Życie w UK
Royal Mail nie dostarcza listów do domów. Winna plaga szczurów, które atakują listonoszy
Mieszkańcy okolic London street w południowo zachodnim Londynie nie będą otrzymywać listów do domu. Royal Mail, po wielu skargach ze strony listonoszy, zdecydowało, że listy będą do odebrania w placówkach pocztowych. Powodem tej decyzji jest plaga szczurów, którre w Norbury są wyjątkowo uciążliwe.
Szczury na brytyjskich ulicach czują się coraz pewniej. Kilka miesięcy temu opublikowaliśmy film, na którym widać setki szczurów biegających po ulicach Newcastle. Od dłuższego czasu na liczbę szczurów skarżą się również listonosze obsługujący dzielnicę Norbury. Jest ich tam wyjątkowo dużo, a coraz większe gryzonie wchodzą do prywatnych samochodów, przegryzają kable i napawają obrzydzeniem co mniej odpornych na takie widoki.

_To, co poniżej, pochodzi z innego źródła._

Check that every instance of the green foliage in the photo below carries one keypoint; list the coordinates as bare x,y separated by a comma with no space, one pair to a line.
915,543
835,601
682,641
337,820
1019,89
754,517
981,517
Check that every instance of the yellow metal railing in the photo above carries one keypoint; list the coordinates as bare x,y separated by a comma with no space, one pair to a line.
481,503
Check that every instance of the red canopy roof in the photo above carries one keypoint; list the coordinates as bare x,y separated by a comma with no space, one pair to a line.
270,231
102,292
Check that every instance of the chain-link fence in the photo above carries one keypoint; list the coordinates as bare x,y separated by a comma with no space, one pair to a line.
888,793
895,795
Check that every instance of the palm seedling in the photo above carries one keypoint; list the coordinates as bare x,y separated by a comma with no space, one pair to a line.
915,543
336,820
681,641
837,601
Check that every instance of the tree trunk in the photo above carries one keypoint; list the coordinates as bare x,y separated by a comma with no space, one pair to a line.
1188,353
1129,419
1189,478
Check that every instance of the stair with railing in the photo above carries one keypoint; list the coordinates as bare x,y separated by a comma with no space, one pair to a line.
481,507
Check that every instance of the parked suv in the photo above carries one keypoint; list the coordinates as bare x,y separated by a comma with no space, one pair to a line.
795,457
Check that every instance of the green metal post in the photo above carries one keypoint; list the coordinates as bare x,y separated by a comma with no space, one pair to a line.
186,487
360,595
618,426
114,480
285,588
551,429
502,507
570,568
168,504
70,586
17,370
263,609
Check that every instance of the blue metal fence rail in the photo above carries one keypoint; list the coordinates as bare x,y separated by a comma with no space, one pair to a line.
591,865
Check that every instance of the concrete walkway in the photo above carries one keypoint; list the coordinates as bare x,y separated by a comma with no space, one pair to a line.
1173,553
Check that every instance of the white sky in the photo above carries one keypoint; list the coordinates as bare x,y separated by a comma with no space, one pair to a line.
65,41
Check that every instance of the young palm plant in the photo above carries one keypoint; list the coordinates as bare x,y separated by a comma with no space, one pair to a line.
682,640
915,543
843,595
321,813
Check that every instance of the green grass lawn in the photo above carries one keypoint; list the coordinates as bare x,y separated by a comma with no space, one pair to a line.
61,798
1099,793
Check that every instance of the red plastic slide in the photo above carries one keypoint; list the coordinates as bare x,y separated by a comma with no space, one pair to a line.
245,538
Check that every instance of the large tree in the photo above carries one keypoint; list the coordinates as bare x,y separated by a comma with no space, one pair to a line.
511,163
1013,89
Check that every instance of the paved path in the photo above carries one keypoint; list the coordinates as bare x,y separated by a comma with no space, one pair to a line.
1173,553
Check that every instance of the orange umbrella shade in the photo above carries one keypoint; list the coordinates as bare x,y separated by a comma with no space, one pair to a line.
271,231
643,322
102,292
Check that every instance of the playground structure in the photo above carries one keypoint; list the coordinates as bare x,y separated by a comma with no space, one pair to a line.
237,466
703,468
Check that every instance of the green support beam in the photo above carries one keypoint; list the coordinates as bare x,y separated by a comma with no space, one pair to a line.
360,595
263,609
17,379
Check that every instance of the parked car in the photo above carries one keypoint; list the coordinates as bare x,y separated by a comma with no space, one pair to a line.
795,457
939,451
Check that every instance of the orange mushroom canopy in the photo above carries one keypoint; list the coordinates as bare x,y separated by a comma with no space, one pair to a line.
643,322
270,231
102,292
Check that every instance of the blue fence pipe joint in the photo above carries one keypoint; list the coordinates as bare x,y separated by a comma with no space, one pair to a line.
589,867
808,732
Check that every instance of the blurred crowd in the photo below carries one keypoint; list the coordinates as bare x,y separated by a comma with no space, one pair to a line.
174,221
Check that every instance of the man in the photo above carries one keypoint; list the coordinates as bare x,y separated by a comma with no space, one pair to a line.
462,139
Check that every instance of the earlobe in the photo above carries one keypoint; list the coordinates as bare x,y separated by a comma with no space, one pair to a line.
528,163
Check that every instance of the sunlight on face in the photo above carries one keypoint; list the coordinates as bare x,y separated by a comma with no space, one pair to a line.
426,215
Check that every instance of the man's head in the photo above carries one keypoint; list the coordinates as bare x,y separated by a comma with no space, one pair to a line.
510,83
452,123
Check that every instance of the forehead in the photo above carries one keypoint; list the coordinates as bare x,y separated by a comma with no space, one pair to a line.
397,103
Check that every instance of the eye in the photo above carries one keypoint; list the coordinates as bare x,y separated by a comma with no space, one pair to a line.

„Czasowo zawiesiliśmy dostarczanie listów w okolice London Street. W okolicy jest wiele śmieci i kontenerów przepełnionych gnijącym jedzeniem, co przyciąga wiele szczurów. Rada Miejska Croydon podjęła się postrzątania terenu i uporania się z problemem” mówi Sally Hopkins, rzeczniczka Royal Mail. Dodała również, że gdy tylko liczba szczurów w okolicy spadnie, dostawy zostaną przywrócone.
Trudno określić na ile skuteczne będą takie działania. Naukowcy przyznają, że problem coraz większej ilości gryzoni będzie narastał, a władze krajowe powinny podjąć kompleksowe działania w tym zakresie, bo szczury wyrządzają szkody w gospodarstwach domowych i roznoszą choroby. Co gorsza, powoli na Wyspach pojawiają się tzw. „superszczury”, czyli osobniki odporne na wystawiane trutki.